Corona-Regeln in Lünen: 115 Bußgelder spülen Geld in die Stadtkasse

dzKleiner Posten im Haushalt

Wer gegen die Coronaschutzverordnung verstößt, den erwartet ein teils hohes Bußgeld. In Lünen sind bisher 115 Bußgelder verhängt worden - eine beträchtliche Summe fließt in den Haushalt.

Lünen

, 14.05.2020, 17:00 Uhr / Lesedauer: 2 min

Die Maßnahmen zur Eindämmung des Coronavirus sind - trotz aller Lockerungen - immer noch vielfältig. Wer gegen manche der Maßnahmen verstößt, den erwarten Bußgelder, die teils mehrere Hundert Euro hoch sind. Festgelegt ist das Ganze in der Coronaschutzverordnung, wobei die Stadt manche Bußgelder auch selbst festlegen darf.

Seit Beginn der Pandemie haben die Ordnungskräfte der Stadt Lünen 115 Bußgelder verhängt, teilt Stadt-Pressesprecher Benedikt Spangardt mit. Insgesamt hat die Stadt damit rund 22.000 Euro eingenommen, wobei man gegen die Einnahmen natürlich immer noch den Aufwand zur Erhebung der Gelder rechnen muss.

Die Bußgelder im Einzelnen:

  • Verstoß gegen das Kontaktverbot (Bußgeld ab 200 Euro): 56 Bußgeldbescheide verschickt, Gesamtsumme 9.600.
  • Weitere 51 sind gerade noch in der Bearbeitung, die Summe beläuft sich auf 10.200 Euro.
  • Verstoß gegen das Kontaktverbot in Tateinheit mit Picknicken oder Grillen auf öffentlichen Plätzen (Bußgeld 250 Euro): Acht Bußgeldbescheide, Gesamtsumme 2000 Euro.

Damit beläuft sich die Gesamtsumme auf 21.800 Euro. Dieses Geld ist nicht zweckgebunden, fließt also in den Gesamthaushalt mit ein. Wie gering der Posten dort ist, zeigt ein Blick auf die Haushaltsplanung für 2020. Der Kämmerer kalkuliert im Ergebnisplan mit Erträgen von über 282 Millionen Euro.
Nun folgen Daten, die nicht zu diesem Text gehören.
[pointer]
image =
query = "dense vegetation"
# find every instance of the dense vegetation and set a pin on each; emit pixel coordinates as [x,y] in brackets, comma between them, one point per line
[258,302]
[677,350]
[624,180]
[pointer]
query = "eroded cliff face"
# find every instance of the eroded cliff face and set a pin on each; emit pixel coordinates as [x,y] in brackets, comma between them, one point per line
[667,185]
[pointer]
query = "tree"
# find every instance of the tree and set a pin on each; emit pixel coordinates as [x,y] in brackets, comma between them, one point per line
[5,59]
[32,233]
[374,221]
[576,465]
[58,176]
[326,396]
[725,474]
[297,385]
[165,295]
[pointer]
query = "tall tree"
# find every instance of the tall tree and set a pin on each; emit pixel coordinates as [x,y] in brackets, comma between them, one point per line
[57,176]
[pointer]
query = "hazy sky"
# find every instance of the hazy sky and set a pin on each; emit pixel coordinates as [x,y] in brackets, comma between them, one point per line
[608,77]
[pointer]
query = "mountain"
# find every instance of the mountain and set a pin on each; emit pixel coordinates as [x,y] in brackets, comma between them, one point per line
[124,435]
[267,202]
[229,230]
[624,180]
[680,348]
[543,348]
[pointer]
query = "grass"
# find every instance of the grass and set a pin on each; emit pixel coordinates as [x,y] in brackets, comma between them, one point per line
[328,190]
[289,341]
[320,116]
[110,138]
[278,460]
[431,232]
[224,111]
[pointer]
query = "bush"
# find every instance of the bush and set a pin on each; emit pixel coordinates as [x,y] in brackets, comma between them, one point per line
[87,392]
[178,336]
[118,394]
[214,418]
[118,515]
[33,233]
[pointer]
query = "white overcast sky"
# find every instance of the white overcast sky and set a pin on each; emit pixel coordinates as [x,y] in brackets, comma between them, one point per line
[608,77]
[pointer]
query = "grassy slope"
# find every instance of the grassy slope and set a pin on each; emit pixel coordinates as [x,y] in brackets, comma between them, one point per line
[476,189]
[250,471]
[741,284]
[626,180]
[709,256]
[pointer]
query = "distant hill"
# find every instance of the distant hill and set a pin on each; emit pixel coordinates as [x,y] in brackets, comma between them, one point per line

Wie Stadtsprecher Spangardt weiter mitteilt, stellen die Ordnungskräfte angesichts der neuen Entwicklungen „ein gewisses Lockerungsgefühl“ bei den Lünern fest. Zwar hat es ja tatsächlich viele Lockerungen gegeben, die Stadtverwaltung weist dennoch darauf hin, dass grundlegende Regelungen weiterhin Bestand haben - zum Beispiel das Versammlungsverbot mit mehr als zwei Leuten. „Wir stellen fest, dass mit jeder Lockerung das Verständnis dafür sinkt“, sagt Spangardt.

Corona als Ausrede

Eine weitere Beobachtung: Corona werde als Ausrede genutzt, etwa bei Verkehrsverstößen. Wer also bei Parkvergehen oder Geschwindigkeits-Übertretungen erwischt werde, frage nun häufiger: „Habt ihr nichts Besseres zu tun? Müsstet ihr nicht die Einhaltung der Corona-Regeln kontrollieren?“ Auch das, so die Beobachtung der Ordnungskräfte, häufe sich in letzter Zeit.

Die Stadt hat indes noch keine Bußgelder wegen Verstöße gegen die Maskenpflicht verhängt. 50 Euro, hatte die Stadt nach Vorschlag des Kreises beschlossen, solle das kosten. Allerdings erst, wenn jemand auch nach Aufforderung zum Aufsetzen einer Maske dem nicht nachkommt. Außerdem hatte die Stadt angekündigt, solche Situationen wenn möglich über Ansprachen lösen zu wollen.